Jacob and Allison, at Cleveland Clinic, in February 2020. February 13, 2021, marks their 1-year transplant anniversary. (Courtesy: Allison Rees)
For nearly a year, Jacob underwent the detailed living donor testing process at Cleveland Clinic to determine if he was a match. In addition to several medical tests, potential donors typically meet with a social worker, independent living donor advocate and a bioethics professional to ensure they are physically and mentally able to donate a kidney.
“I wasn’t worried about Jacob,” says Dr. Wee. “He was determined and very mature in his thinking. He knew what he was getting into.” Dr. Wee removed Jacob’s kidney by performing a laparoscopic donor nephrectomy, which requires just three small non-muscle-cutting incisions rather than one large incision in the abdomen. Meanwhile, David Goldfarb, MD, transplanted the harvested kidney into Allison.
Three weeks after revealing his “gift,” Jacob and Allison underwent their surgeries. Jacob, an employee benefits consultant, was back at work in a couple of weeks. Soon after, the former high school basketball, baseball and golf player began running, logging 100 miles in the month of May alone.

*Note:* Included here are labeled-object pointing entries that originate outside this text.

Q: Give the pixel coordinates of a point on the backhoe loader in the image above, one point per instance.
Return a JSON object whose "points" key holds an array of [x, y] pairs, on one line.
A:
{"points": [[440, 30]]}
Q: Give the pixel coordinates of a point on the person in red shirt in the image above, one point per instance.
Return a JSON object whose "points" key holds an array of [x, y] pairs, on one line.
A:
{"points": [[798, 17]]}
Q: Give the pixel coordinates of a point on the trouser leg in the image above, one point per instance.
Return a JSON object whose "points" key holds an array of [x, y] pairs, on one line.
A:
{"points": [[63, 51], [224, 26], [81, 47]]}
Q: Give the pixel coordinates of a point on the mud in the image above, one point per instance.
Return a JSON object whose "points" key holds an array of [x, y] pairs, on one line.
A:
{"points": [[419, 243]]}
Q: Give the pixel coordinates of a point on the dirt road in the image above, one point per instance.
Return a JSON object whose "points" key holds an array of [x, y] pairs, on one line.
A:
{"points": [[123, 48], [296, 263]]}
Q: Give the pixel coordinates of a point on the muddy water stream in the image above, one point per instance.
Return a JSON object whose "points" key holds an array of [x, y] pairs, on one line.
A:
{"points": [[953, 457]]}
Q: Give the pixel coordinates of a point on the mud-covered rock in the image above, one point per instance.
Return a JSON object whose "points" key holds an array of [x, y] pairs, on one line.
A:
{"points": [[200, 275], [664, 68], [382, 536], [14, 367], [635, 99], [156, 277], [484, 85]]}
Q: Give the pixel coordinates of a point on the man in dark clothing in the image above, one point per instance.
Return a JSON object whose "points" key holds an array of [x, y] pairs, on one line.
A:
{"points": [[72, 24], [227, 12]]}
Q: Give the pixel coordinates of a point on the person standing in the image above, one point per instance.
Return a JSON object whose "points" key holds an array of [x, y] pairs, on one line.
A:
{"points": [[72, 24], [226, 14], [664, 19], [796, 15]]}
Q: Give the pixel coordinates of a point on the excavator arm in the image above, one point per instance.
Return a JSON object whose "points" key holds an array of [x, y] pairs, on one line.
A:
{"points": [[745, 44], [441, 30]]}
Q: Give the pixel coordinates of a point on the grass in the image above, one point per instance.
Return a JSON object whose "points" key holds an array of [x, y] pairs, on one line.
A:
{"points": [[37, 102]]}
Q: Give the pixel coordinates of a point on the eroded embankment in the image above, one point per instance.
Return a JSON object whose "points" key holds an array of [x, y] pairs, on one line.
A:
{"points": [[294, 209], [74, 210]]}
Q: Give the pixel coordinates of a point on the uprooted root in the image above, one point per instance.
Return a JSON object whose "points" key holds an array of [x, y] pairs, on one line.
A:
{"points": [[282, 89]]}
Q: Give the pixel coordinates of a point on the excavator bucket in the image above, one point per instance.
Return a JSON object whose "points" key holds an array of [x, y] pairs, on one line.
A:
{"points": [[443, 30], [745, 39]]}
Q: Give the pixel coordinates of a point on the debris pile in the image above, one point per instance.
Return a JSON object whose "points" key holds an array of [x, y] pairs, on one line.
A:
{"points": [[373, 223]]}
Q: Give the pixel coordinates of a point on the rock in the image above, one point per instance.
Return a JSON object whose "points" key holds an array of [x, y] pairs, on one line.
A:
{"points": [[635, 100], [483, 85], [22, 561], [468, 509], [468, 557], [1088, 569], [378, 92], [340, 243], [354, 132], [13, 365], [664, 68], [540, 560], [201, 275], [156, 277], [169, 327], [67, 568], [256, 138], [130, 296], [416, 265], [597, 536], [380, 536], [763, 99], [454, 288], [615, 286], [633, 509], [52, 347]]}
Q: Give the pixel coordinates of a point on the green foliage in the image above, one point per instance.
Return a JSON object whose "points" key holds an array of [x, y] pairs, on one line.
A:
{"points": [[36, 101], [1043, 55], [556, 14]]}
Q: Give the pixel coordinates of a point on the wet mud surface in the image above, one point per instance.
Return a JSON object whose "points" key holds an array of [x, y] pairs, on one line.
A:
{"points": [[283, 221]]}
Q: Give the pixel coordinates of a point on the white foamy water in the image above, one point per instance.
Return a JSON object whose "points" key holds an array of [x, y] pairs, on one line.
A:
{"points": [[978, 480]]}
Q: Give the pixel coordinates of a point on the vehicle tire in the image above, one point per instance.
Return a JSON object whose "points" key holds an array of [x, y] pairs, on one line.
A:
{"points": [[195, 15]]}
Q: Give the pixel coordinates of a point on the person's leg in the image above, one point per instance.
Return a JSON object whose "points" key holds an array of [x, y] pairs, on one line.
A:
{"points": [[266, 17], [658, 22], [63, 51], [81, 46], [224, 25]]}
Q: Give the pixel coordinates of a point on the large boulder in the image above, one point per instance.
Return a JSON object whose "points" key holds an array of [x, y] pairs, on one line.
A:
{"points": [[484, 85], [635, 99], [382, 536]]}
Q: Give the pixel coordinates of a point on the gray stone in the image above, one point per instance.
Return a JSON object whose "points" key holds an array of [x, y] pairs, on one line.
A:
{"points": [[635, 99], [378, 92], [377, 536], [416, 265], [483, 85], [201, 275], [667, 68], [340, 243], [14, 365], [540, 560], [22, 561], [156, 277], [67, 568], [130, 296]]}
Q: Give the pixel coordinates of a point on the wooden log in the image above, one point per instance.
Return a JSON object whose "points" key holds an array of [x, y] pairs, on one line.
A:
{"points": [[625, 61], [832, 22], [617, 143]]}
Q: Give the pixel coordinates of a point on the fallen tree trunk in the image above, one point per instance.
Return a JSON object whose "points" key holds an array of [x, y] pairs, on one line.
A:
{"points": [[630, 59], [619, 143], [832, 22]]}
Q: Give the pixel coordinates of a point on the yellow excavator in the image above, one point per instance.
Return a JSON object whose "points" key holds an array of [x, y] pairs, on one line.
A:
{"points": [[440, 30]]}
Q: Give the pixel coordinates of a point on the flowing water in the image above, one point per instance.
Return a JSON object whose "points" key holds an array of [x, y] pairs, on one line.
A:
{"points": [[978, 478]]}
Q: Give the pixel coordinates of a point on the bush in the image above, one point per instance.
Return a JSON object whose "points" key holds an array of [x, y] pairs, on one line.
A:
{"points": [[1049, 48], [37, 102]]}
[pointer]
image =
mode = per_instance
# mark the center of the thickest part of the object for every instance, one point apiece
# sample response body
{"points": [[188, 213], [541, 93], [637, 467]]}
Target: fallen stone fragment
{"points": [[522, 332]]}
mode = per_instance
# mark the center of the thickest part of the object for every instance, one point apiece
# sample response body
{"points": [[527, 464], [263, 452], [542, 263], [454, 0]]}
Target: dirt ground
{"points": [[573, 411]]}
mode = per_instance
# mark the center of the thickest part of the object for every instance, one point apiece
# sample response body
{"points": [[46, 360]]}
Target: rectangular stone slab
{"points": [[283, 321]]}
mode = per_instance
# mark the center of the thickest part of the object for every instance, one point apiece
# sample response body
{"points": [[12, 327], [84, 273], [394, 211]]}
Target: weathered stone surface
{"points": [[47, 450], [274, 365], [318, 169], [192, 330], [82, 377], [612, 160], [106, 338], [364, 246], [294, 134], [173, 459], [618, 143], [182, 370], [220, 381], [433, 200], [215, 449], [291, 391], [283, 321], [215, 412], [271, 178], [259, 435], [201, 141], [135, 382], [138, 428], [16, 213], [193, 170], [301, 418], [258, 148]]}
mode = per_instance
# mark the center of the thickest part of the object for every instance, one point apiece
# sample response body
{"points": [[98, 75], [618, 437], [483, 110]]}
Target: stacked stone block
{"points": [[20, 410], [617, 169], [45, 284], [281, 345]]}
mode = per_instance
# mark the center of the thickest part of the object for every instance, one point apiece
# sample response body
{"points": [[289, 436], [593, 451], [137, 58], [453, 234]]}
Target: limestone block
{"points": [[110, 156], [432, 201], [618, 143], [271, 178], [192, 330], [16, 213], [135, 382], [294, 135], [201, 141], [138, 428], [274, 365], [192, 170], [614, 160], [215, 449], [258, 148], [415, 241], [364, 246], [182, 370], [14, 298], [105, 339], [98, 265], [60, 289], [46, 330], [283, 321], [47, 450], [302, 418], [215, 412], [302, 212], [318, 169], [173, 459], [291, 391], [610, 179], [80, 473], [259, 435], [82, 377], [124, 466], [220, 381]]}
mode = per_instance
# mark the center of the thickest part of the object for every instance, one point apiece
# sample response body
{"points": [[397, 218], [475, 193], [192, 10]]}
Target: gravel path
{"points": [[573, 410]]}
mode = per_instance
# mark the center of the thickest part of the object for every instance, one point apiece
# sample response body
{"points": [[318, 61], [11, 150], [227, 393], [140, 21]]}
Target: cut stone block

Allison’s recovery took a bit longer as expected, but she’s now attending Kent State Ashtabula full-time and expects to graduate soon with a degree in English and communications.
Restricted from seeing one another by the continuing COVID-19 pandemic, the friends nonetheless plan to hold a belated 2020 Christmas gift exchange in the near future.
“Jacob joked and said, ‘We’re not going to do presents again, are we?’” Allison says with a laugh. Nearby, on her bookshelf, sits a reminder of last year’s gift – the kidney-shaped stuffed animal.